Identification of biomarkers for natalizumab responsiveness
In order to identify a specific gene expression signature for predicting patient responsiveness to natalizumab treatment, the UnCorrelated Shrunken Centroid (UCSC; http://home.cc.umanitoba.ca/~psgendb/birchhomedir/BIRCHDEV/doc/MeV/manual/usc.html) algorithm was used. UCSC analysis was performed with the probes that were determined to be significantly modulated in HRs compared with the LR group. Cross-validation was conducted using the following parameters: 5-fold and 10-fold cross-validation; each cross-validation run was divided five-fold and therefore, a total 10 cross-validation runs were performed. Δ-(shrinkage threshold) and ρ-(correlation threshold) values were empirically selected so that the smallest number of classification errors were obtained using the fewest genes.
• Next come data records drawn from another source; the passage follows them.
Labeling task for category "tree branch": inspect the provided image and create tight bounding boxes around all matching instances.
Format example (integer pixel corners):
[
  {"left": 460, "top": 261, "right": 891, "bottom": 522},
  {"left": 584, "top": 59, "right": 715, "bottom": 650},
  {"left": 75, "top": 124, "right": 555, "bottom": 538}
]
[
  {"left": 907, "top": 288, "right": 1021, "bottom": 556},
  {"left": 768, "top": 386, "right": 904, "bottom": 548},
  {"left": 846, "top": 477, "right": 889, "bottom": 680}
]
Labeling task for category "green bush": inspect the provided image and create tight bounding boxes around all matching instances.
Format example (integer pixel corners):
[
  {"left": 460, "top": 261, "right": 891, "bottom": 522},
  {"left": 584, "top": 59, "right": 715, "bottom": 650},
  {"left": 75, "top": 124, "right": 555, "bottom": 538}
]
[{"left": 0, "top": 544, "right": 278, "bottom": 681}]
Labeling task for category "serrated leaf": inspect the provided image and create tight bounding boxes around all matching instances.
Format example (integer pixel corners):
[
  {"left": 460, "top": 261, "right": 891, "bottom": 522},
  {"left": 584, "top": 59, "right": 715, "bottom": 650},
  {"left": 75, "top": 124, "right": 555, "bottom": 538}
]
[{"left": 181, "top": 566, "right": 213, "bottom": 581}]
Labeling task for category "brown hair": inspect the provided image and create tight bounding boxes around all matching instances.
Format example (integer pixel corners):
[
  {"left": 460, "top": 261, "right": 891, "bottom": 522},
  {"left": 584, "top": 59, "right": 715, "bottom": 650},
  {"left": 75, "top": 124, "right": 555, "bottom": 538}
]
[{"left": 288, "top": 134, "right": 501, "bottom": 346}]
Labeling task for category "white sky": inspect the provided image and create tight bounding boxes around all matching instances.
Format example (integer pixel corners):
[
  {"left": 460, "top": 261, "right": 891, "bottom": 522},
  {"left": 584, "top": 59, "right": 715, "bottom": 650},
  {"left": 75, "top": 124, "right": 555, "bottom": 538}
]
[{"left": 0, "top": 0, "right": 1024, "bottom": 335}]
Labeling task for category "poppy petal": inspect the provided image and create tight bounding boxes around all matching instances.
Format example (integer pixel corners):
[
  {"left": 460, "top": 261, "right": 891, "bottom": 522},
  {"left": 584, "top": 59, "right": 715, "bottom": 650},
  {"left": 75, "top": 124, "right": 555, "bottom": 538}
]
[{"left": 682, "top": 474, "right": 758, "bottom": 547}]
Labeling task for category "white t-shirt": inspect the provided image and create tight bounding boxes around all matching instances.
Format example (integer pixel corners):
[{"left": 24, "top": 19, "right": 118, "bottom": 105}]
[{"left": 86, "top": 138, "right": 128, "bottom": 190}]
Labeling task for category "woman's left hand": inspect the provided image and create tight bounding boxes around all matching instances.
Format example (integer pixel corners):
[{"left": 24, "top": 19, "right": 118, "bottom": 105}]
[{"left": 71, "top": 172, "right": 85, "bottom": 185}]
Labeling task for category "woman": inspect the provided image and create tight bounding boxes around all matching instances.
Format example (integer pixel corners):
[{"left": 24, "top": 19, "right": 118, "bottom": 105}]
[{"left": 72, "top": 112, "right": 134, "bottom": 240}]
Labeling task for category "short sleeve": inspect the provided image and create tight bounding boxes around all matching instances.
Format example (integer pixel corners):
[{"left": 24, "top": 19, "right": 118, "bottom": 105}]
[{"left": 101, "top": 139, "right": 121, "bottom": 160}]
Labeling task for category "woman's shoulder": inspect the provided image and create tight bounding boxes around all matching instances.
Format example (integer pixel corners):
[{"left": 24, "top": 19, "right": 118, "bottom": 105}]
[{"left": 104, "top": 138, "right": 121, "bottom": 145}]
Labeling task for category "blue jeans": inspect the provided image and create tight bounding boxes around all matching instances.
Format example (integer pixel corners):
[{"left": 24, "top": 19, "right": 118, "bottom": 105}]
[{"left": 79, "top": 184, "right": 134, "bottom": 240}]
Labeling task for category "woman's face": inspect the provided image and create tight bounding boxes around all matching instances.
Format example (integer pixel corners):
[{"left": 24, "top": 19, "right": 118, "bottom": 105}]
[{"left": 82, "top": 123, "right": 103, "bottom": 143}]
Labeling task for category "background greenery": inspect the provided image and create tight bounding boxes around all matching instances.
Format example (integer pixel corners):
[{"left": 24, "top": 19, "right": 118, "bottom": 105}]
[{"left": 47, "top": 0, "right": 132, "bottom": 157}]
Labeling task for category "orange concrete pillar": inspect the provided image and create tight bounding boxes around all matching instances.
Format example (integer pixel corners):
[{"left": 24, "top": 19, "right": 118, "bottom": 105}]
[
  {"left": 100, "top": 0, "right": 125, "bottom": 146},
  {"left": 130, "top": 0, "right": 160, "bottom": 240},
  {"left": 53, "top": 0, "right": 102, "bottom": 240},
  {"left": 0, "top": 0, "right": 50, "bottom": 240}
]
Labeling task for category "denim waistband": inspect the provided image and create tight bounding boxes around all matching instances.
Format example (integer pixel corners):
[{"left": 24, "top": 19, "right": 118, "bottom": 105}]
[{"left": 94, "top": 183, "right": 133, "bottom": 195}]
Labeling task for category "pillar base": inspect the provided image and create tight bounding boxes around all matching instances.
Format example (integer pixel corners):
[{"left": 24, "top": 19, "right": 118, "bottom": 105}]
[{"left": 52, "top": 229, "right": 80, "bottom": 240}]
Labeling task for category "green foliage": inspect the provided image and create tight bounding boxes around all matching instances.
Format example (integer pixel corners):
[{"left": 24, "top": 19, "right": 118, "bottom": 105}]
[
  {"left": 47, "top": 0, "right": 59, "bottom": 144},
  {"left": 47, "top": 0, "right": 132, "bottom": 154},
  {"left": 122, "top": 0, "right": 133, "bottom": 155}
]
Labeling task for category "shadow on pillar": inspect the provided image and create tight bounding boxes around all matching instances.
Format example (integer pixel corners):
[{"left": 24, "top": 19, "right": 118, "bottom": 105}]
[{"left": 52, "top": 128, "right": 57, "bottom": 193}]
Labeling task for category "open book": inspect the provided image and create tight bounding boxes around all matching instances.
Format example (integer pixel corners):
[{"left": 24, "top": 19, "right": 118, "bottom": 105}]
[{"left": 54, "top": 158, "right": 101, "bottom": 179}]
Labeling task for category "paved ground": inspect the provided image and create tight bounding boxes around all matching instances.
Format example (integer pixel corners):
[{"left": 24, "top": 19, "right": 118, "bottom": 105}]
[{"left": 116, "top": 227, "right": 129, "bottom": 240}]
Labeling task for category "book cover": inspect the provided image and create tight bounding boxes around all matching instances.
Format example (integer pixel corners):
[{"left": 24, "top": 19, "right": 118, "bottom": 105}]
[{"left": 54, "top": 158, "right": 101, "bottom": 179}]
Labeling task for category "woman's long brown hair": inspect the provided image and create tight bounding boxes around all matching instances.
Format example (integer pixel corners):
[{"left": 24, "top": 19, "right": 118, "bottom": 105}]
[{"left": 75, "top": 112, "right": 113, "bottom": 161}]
Subsequently, PCA and Hierarchical Clustering (HCL) was performed using only the set of the identified predictors. For HCL, Euclidean distance and average linkage degree were used.
Results
HR and LR patients have different transcriptomic patterns
Statistical analysis of the transcriptomic differences between CD4+ T cells from patients of the HR and LR groups revealed 45 significant probes (Table I). PCA (Fig. 1A) produced two main clusters that contained HRs and LRs, respectively. The results indicated that the mRNA expression levels of several genes notably differed between natalizumab-responsive and non-responsive patients, and that a distinct pattern of gene expression could be associated with natalizumab resistance. Functional annotation revealed that the most enriched categories and their associated genes were: ‘Lipid-binding’ [oxysterol binding protein like 6 (OSBPL6), fatty acid binding protein 3 (FABP3), estrogen receptor 1 (ESR1) and sorting nexin 10 (SNX10)], ‘estrogen-responsive protein Efp controls cell cycle and breast tumors growth’ [ESR1 and stratifin (SFN)], ‘cytoplasm’ [OSBPL6, ESR1, SFN, amyloid β precursor-like protein 1 (APLP1), inorganic pyrophosphatase PPA1), tropomyosin 3 (TPM3), 20S proteasome subunit β-2 (PSMB7), RAB28, member RAS oncogene family (RAB28), regulator of G-protein signaling 5, FABP3, TBC1 domain family member 32 (TBC1D32), SNX10 and coiled-coil domain-containing protein 8] and ‘protein localization to cilium’ (SNX10 and TBC1D32) (Fig. 1B). A regulatory network comprising the significant genes and the top 20 related genes, was presented as Fig. 1C. The computational gene network prediction tool GeneMania identified the DNA topoisomerase II α gene to interact with PPA1, TNFAIP3 interacting protein 3, PSMB3, RAB28, APLP1, ESR1 and ring finger protein 113A. Other nodes were represented by PSMB7, alanyl-tRNA synthetase, APLP1 and ESR1 (Fig. 1C).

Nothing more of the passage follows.